Cross-slab, Spunkane, Co. Kerry
Co. Kerry |
Crosses & Monuments
Standing upright in rough pasture near the Spunkane-Termons townland boundary in County Kerry, this early medieval cross-slab goes by a telling Irish name: Cloch an Aifrinn, the Mass Stone.
The name alone carries a particular weight in an Irish context, evoking the Penal era when Catholic worship was driven outdoors and priests celebrated Mass at makeshift altars in fields and on hillsides, often with lookouts posted against discovery. Whether this stone's role as a gathering point dates to that period or stretches back further is not recorded, but the Ordnance Survey Name Books note plainly that Mass was celebrated here in former times.

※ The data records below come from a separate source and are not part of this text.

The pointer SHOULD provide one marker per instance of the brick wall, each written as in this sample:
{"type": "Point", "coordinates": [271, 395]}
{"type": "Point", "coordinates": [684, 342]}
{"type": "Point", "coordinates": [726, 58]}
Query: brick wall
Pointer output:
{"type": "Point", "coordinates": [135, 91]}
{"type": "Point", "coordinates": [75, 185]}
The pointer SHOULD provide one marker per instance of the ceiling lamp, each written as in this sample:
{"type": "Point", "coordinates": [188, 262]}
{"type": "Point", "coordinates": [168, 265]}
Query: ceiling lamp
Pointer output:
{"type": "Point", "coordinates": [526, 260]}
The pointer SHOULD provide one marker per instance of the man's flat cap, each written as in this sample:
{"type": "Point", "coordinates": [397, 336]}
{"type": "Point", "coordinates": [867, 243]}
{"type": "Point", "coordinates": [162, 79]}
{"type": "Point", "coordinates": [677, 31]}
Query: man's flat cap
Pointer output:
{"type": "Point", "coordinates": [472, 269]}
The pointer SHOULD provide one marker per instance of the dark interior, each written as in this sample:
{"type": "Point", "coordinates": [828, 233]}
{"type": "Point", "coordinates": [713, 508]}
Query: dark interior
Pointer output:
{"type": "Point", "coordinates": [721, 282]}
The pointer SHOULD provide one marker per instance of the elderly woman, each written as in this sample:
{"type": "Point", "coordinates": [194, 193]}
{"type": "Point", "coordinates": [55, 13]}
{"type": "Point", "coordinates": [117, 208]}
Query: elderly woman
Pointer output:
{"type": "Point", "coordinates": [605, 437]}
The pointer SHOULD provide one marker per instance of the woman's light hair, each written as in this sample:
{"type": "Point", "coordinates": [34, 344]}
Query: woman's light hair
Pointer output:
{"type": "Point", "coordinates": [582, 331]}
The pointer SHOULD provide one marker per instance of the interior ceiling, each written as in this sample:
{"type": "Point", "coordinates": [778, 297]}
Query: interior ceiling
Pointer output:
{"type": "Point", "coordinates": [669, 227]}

The slab itself is a trapezoidal piece of stone, wider at the top than at the base, standing just under a metre high. Its orientation runs roughly northeast to southwest, and it occupies what feels like a deliberate position: the southeast face looks out over Lough Currane to the south, while Ballinskelligs Bay opens to the west. That southeast face is the better preserved of the two, carrying a grooved Latin cross with broad triangular expansions at each of its terminals, a decorative feature associated with early Christian stonework in Ireland. The opposite face bears a smaller cross of similar form, though more worn. The stone's full Irish designation, Cloghanaffrin, appears to be a phonetic rendering of Cloch an Aifrinn, and the name has clearly preserved a memory of use that the landscape itself no longer makes obvious.